Alas, it doesn't seem to have shamed him.
So Kudos for Steve McIntyre. But then he writes a blog post based on an email he sent to Marcott which was rather accusatory in a way I can't imagine scientists ever doing based on looking at such complex data for just a couple of days. And even though Marcott replies that their results for 1890-1050 A.D. are "probably not robust" (scientist-speak for 'not reliable'), McIntyre doesn't think that's good enough:
I agree that the 20th century portion of their reconstruction is “not robust”, but do not feel that merely describing the recent portion as “not robust” does full justice to the issues.
Marcott et al is a complicated paper. It combines a lot of data and statistical analysis and the scientific people at least ought to soak in it for a good while before firing aimlessly. I guess the days when people wrote rebuttal papers, or even a letter to the journal editor, are over for good.
Reactions from certain quarters were completely predictable, data or not. That is to say, they're coming from an emotional need, not a scientific need.
There is obviously no data that will convince these quarters, no results, on any part of the picture. All the data is bad -- all of it, except what agrees with their position, which will be accepted immediately and equally without thought.
Anything that goes against their emotional need will be immediately dismissed, emphasis on "immediately."
They won't even bother to get the data. Most won't even read the paper. Many won't even get past the first paragraph of the press release. They just go to WUWT to commiserate.
It's their fault really. People like Watts & 90% of his commenters clearly aren't interested in the science, even though they pretend to be. They've made that clear by their actions. Too many obvious pieces of bullshit like this and this and this.
At the same time, while I don't think this kind of raw denialism will ever go away completely, I get the sense their heart isn't in it anymore. Not really. Too much data has piled up -- oceans warming, ice melting fast, sea level rise continues, big storms and heat waves and droughts get too much attention -- and they realize the world has turned a corner. Nations might not cut greenhouse gas emissions, but they know that by not cutting them they are causing climate change. They, everyone, knows we should be cutting them, somehow, that we need to be doing something about the problem, even if it's just agreeing to accept the consequences.

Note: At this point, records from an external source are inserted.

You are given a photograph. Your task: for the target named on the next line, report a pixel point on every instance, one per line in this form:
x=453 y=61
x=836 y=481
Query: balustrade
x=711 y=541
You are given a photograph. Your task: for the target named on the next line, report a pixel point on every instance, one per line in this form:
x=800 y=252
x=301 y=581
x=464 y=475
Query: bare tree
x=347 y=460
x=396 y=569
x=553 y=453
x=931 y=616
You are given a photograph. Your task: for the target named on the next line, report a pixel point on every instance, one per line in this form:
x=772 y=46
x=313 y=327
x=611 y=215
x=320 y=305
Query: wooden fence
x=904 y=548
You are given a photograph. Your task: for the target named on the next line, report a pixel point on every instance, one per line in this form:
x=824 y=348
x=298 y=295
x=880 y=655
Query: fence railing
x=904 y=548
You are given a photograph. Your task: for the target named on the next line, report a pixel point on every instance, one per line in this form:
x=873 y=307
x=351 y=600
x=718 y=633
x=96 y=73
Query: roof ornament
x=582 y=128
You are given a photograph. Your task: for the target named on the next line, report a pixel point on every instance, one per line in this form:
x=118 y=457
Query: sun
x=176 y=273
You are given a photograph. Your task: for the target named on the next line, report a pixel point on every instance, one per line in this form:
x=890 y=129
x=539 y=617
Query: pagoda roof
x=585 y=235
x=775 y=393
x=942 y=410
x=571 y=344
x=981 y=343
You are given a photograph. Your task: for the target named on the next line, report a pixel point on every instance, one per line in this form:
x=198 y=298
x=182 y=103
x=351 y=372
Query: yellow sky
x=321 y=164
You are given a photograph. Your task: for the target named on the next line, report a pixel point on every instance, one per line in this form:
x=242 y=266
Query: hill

I think the debate has come a long way in the last several years, despite the "haitus" (that really isn't) and the hacked emails and failure at Copenhagen and the other COPs. The professional deniers at the D.C. think tanks don't seem to have the same enthusiasm for their game, we have a President who at least accepts that climate change is occurring and who at least appoints people who want to do something about it. Climate scientists have fought back against their harassment. Marcott and his co-authors seemed completely prepared for this kind of reaction from certain quarters, and effectively blunted it.
And more and more scientists and technologists agree that the case for AGW has been made, the problem is real and we need to do something about it, whether it's energy miracles or more nuclear or geoengineering (and certainly less coal). And especially the younger generation doesn't have the truculence and anger of the old white guy conservatives. People are understanding that it's not whether climate models predict every little up and down in annual temperature, but that you can't keep adding greenhouse gases to the atmosphere at this rate without some kind of significant changes over the decades. Maybe it's the heat waves in Moscow and D.C., or maybe it's the drought in Texas, or maybe even Hurricane Sandy, but there seems to be a sense things are indeed changing, that the monkey is loose, and I think that has taken some real steam out of the denier movement. And people are just disgusted with how they play the game:
In a hundred years, when the history of these decades is written, this picture will grace some chapter on climate change and readers will shake their head in disbelief, that people once actually thought and acted like that.